Het Amsterdamse fotomuseum FOAM, biedt een overzicht van het werk van de Russische avant-gardefotograaf Alexandr Rodchenko (1891-1956). Samengesteld door het Moskouse Huis van de Fotografie. Nederlandse conservator was Marcel Feil. Maar hij kreeg de tentoonstelling pasklaar aangeleverd, vertelt hij maandagavond na 21.00 in de Avonden.

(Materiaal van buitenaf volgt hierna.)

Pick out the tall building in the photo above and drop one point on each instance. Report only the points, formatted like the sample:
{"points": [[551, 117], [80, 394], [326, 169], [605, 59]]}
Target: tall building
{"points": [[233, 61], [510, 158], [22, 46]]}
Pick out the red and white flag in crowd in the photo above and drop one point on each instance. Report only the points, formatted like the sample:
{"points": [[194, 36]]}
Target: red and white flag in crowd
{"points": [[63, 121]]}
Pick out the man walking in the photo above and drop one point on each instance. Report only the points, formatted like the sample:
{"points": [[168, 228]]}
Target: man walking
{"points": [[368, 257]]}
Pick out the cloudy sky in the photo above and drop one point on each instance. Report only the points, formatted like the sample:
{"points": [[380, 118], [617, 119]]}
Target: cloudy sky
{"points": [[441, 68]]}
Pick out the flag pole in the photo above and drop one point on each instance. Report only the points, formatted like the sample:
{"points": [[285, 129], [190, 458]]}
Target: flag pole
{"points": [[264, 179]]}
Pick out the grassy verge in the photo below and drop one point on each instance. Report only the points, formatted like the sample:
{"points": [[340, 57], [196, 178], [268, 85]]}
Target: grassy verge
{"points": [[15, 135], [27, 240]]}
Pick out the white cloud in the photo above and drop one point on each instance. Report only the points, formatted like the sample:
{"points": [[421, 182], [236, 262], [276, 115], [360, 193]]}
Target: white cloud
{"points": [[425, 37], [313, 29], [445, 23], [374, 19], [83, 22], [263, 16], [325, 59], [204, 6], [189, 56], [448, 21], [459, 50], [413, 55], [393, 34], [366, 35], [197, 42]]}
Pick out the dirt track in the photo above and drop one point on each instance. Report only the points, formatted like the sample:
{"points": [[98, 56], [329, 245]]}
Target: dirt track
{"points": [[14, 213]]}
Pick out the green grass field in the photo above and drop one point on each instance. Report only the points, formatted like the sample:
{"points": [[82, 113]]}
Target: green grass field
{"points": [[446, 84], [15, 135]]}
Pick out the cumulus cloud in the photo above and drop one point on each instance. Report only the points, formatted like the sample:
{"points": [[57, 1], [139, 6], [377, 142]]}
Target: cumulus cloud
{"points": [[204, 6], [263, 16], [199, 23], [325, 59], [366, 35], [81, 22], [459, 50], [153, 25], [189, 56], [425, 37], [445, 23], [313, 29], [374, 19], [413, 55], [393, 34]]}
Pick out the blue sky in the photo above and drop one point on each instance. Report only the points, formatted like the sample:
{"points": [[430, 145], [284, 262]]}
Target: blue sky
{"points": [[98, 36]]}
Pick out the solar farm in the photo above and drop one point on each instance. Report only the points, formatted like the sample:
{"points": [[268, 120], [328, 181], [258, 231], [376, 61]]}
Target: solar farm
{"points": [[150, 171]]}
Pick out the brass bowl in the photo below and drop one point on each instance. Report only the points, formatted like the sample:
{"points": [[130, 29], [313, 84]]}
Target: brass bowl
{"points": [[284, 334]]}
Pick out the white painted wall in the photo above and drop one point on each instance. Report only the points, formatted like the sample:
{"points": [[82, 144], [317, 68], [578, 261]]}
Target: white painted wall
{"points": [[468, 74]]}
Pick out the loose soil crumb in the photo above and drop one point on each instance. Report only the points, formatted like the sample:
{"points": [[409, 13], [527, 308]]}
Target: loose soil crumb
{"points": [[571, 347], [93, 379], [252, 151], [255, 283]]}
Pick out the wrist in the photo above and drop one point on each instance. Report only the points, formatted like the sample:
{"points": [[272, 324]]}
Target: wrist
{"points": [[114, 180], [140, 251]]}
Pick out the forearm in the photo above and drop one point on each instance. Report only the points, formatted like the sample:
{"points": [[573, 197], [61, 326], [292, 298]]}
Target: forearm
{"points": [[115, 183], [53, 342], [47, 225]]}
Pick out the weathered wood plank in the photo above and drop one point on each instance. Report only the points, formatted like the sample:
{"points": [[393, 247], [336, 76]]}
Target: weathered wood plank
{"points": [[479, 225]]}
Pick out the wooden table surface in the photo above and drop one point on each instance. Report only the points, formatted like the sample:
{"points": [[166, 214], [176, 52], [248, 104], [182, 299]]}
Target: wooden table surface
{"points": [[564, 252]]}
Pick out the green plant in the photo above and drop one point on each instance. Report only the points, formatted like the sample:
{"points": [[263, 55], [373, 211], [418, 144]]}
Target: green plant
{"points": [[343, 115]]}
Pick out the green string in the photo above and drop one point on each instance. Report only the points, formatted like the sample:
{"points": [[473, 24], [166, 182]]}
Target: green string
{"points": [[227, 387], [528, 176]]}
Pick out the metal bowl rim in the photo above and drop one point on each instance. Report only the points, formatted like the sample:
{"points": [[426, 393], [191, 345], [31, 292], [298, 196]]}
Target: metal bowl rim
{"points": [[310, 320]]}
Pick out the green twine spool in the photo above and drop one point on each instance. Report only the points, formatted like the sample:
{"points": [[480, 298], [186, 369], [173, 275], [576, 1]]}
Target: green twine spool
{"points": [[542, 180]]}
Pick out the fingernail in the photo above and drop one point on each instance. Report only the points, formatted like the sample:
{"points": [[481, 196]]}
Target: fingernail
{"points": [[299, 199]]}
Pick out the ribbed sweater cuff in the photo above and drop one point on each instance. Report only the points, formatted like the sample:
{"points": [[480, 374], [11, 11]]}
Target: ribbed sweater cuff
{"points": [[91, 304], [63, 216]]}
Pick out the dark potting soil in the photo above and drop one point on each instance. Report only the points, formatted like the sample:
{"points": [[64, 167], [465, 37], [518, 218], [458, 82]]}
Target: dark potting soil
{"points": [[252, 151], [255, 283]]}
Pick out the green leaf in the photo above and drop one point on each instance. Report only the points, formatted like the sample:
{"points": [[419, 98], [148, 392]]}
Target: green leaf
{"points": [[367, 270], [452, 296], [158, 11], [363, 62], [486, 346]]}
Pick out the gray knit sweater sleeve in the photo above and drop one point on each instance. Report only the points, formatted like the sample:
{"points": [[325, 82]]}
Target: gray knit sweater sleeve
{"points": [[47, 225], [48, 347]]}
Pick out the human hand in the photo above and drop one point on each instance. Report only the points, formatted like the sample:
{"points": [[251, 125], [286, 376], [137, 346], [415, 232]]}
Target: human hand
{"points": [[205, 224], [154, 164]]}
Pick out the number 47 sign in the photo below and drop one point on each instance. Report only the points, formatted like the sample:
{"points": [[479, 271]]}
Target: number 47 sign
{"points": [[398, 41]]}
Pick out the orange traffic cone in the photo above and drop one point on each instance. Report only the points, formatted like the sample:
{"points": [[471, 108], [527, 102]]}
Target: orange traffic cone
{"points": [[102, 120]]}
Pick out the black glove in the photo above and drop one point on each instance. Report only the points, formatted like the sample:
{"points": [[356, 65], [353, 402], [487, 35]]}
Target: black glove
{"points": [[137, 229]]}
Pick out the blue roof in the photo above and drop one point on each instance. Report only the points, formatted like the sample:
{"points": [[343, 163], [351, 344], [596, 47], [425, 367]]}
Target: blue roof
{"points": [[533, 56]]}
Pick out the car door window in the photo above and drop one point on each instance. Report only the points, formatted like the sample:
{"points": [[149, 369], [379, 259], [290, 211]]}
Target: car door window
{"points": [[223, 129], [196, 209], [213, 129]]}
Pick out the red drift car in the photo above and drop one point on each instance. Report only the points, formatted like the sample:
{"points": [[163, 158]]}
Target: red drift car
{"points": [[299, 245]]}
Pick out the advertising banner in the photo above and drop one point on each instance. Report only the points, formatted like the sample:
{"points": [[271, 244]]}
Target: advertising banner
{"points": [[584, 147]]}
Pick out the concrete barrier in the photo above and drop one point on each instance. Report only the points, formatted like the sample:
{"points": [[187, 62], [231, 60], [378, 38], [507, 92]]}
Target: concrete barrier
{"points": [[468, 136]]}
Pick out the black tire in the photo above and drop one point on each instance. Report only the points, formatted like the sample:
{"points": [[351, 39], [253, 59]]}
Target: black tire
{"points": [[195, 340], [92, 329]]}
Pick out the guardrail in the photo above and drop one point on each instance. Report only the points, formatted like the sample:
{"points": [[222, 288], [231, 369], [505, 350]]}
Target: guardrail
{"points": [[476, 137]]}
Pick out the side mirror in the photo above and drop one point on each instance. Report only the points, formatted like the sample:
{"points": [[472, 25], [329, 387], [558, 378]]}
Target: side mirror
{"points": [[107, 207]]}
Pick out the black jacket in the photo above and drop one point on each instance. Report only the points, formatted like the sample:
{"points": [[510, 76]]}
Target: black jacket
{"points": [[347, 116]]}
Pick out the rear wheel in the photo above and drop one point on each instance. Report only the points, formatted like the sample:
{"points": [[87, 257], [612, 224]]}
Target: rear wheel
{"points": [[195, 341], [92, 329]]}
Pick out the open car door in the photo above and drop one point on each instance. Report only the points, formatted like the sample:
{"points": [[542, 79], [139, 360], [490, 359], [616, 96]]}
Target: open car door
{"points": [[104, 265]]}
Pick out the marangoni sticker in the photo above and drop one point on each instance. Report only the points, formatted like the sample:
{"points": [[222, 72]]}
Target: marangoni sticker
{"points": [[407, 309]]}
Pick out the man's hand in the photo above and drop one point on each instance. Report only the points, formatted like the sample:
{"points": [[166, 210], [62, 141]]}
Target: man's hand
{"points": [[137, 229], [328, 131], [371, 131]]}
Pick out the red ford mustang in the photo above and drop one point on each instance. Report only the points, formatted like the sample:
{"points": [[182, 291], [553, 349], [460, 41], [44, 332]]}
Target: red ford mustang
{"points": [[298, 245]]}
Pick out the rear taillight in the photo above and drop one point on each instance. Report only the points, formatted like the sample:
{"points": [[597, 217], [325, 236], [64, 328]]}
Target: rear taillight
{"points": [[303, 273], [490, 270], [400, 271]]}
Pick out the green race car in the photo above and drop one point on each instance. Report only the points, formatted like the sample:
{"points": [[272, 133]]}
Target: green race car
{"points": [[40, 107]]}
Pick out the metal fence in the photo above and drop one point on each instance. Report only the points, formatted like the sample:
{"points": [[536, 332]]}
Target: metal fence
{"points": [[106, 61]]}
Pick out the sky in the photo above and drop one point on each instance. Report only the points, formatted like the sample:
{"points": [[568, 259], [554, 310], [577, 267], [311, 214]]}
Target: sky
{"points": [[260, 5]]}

Aan de telefoon komt uit Rusland Oleg Klimov, ook fotograaf. Hij schreef op 11 december in NRC-Handelsblad over zijn onderzoek naar het verblijf van Rodchenko aan het Belomorkanaal, dat van 1930-1933 onder Stalin gegraven werd van de Witte Zee naar St. Petersburg. Een dwangarbeidproject waarbij minstens 100.000 politieke gevangenen stierven. En waar Rodchenko, zo ontdekte Klimov, aanwezig was in opdracht van de geheime dienst om propagandafoto's te maken. Zijn vriend, NRC-redacteur Hubert Smeets vertaalde het stuk.
De foto's en fotomontages van de kanaalbouw hangen nu in het FOAM. Zonder erg veel toelichting. En de vraag luidt: welke rol speelde Alexander Rodchenko daar nu eigenlijk?

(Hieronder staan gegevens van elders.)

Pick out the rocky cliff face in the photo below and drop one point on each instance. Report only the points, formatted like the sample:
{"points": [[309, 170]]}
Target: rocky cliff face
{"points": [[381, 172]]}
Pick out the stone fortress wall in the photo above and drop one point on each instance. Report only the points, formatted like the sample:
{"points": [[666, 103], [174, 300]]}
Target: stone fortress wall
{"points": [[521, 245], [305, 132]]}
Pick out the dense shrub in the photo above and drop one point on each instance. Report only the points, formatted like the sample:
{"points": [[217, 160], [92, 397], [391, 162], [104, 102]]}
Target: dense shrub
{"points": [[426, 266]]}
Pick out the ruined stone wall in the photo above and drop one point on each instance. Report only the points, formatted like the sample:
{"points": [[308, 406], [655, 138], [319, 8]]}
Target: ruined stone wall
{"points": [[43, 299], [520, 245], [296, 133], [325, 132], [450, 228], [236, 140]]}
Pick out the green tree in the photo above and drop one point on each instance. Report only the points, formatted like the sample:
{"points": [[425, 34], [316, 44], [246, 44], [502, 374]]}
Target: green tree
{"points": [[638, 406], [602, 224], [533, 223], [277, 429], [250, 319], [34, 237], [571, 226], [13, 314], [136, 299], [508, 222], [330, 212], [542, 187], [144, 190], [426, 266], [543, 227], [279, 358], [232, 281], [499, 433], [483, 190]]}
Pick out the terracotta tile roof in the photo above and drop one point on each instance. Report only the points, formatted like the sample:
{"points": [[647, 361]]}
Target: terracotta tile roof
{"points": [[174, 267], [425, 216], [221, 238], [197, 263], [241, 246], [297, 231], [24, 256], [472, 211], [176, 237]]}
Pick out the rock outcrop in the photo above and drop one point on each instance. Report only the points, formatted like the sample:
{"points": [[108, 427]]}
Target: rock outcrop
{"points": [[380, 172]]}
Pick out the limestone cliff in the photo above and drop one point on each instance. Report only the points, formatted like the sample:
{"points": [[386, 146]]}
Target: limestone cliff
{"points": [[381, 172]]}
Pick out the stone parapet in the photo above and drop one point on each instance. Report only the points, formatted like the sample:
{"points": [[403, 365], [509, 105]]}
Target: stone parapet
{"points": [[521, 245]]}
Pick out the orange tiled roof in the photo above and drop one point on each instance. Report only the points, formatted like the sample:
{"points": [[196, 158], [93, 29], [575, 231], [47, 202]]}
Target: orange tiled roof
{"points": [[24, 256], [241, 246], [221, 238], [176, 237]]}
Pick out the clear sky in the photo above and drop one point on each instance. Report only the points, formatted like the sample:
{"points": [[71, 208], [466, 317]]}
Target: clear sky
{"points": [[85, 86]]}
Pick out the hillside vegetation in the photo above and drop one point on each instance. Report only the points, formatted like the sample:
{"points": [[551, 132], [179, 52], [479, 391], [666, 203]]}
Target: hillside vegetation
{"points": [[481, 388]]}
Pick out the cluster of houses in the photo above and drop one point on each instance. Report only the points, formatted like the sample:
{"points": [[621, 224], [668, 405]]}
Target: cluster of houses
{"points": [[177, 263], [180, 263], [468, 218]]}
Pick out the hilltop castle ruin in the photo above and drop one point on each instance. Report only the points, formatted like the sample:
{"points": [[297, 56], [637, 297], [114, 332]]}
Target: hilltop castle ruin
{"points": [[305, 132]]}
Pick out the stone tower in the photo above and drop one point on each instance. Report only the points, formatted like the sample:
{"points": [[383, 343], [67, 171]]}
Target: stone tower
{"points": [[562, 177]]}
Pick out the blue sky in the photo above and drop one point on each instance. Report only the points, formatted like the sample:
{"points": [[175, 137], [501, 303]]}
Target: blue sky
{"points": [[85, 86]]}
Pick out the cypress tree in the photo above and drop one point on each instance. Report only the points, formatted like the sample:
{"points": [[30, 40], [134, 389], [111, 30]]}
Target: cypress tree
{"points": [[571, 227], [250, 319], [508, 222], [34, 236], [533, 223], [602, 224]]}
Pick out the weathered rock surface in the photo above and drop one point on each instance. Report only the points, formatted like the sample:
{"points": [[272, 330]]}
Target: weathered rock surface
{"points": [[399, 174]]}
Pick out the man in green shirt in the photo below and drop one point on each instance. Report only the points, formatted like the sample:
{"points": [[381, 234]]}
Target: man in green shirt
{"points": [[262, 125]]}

En, hoe kwam deze Amsterdamse tentoonstelling tot stand?
Ik nodigde de betrokkenen uit in de studio. Er ontspon zich een felle maar genuanceerde discussie die uitmondde in de conclusie van Smeets dat men in Rusland nooit is toegekomen aan een 'bewältigung' van het Stalinistisch verleden.

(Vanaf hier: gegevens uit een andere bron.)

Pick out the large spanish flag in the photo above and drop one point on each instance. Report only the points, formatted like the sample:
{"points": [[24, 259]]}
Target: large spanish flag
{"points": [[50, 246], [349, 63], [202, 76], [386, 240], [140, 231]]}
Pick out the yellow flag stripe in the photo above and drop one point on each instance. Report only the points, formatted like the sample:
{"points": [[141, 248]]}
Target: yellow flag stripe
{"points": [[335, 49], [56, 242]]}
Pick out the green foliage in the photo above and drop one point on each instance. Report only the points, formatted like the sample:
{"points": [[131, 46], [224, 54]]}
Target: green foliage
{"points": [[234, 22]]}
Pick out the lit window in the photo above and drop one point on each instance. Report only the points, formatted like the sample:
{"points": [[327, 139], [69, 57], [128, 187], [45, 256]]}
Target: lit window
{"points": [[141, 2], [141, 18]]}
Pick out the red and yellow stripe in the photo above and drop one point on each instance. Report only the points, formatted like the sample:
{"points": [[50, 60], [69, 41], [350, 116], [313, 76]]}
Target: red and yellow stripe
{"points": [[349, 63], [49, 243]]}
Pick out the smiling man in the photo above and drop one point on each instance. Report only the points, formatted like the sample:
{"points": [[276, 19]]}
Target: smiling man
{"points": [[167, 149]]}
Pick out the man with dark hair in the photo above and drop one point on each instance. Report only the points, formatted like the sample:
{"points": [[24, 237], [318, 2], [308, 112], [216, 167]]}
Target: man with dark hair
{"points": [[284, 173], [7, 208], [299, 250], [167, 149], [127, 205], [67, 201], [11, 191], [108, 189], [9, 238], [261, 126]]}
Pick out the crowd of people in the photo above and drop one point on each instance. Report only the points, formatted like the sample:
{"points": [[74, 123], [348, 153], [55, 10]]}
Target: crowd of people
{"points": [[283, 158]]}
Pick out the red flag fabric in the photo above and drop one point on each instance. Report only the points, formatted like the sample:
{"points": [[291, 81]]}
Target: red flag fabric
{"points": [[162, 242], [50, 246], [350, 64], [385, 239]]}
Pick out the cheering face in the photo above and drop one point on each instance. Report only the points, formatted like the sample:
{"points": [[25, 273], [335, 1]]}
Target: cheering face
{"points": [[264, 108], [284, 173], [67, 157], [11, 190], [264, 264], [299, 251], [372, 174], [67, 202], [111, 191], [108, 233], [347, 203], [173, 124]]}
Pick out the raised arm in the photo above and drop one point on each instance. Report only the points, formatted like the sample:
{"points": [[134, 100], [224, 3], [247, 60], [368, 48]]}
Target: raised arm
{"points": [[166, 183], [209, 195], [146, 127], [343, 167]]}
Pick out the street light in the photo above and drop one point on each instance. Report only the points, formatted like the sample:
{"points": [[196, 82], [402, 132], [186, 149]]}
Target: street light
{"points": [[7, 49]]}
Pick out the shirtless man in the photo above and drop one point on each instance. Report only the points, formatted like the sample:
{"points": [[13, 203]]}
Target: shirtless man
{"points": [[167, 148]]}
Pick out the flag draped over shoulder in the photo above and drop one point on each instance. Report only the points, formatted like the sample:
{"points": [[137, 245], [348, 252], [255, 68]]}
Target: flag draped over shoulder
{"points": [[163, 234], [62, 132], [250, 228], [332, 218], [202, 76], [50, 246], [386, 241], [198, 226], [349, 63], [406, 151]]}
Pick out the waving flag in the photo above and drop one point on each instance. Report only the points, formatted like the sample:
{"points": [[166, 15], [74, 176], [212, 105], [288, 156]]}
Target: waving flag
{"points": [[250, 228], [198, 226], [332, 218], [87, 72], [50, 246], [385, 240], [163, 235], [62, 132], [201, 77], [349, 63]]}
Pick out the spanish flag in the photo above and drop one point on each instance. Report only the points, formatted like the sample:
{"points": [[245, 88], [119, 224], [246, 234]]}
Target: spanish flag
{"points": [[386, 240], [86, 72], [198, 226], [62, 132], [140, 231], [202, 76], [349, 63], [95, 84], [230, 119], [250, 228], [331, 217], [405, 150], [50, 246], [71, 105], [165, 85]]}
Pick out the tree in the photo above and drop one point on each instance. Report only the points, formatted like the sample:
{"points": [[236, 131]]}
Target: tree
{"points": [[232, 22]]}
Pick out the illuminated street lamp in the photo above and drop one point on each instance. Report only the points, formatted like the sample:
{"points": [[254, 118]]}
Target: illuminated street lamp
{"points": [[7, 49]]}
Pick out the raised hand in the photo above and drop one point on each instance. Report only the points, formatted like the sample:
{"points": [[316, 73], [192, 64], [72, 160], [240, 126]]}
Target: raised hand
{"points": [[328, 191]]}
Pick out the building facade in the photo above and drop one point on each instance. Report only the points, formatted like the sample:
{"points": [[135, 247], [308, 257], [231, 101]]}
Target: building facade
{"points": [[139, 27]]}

Er bestaat zwart en wit, nog geen grijstonen. Rodchenko was een overtuigde communist, van het eerste begin tot het bittere eind. Hij stierf in 1956, net toen de eerste kritiek op Stalin door Chroestjov werd toegelaten. Wat waren de onmogelijke keuzen waar hij voor kwam te staan?
De Russische catalogus vermeldt daarover niets. De tentoonstelling in Amsterdam zwijgt zo goed als. Vandaar.